Elle doit son développement à la Francigène et sa propension à une économie durable qui est une production continue et harmonieuse (vin, huile, mais aussi cristal et mécanique, papier et électronique, céramique et mobilier) précisément à la rencontre qui s’opère le long des itinéraires. Comme le fleuve, l’Elsa fantasque, a façonné l’orographie, ainsi le fleuve des hommes en marche depuis des millénaires a façonné le paysage, les bourgs et le caractère.

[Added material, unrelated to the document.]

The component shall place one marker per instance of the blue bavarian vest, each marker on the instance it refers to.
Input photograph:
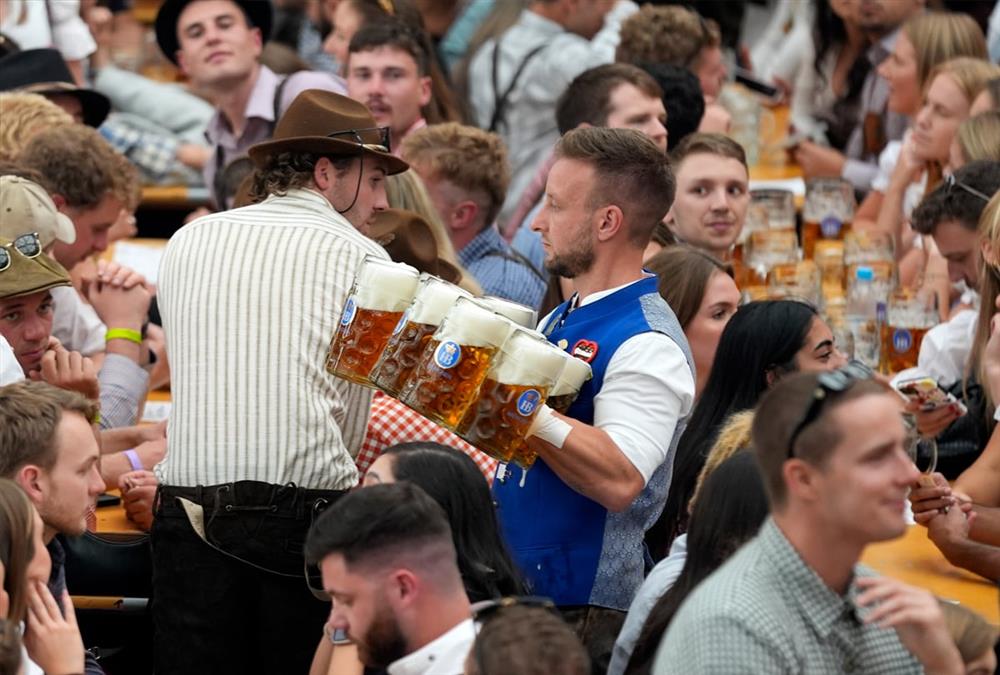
(569, 547)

L’histoire aime souvent jouer avec les contradictions apparentes : ainsi, si la Vallée de l’Elsa a d’abord été une voie, au cours des cent dernières années, elle a vécu à l’écart car la pénétrer signifie dévier des itinéraires toscans les plus courants. Cette discrétion l’a préservée et l’a rendue encore plus raffinée du fait de son anxiété à continuer d’accueillir, qui n’est pas du mercantilisme touristique, mais une ouverture à la rencontre.

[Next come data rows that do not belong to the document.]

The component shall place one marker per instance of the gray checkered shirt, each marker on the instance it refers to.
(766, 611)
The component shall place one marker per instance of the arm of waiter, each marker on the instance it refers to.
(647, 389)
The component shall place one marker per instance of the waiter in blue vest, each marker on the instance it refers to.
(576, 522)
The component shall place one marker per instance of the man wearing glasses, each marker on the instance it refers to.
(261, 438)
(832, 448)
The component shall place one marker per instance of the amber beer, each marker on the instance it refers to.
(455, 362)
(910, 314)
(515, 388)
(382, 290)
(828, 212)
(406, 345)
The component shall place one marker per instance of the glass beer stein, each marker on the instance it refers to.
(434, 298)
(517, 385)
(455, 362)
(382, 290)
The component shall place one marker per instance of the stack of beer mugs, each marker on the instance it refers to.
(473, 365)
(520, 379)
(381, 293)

Elle concentre en elle toutes les caractéristiques distinctives de l’identité toscane que sont l’art, la bonne cuisine et les meilleurs vins, le paysage, les demeures rurales et définit avec netteté ses propres identités particulières, pour le dire avec Machiavel qui vivait non loin d’ici.
Rarement ailleurs en Italie l’histoire est d’actualité comme dans la Vallée de l’Elsa. Et non seulement pour les architectures qui subsistent intactes en au moins trois lieux importants : San Gimignano, Monteriggioni et Colle in Val d’Elsa l’histoire est un livre vivant, en feuilleter les pages c’est discuter avec les gens, c’est s’enivrer des parfums, c’est se rassasier des saveurs, c’est s’enchanter des paysages. Il existe deux lieux où ce contact spatio-temporel vers le passé est plus perceptible, car les architectures y sont peut-être moins spectaculaires : Casole et Radicondoli respirent encore les temps naturels de la campagne. Ils ont des murailles et des ruelles, des villas romaines et des demeures rurales, ils ont surtout un métronome intérieur qui est le rythme de la tradition.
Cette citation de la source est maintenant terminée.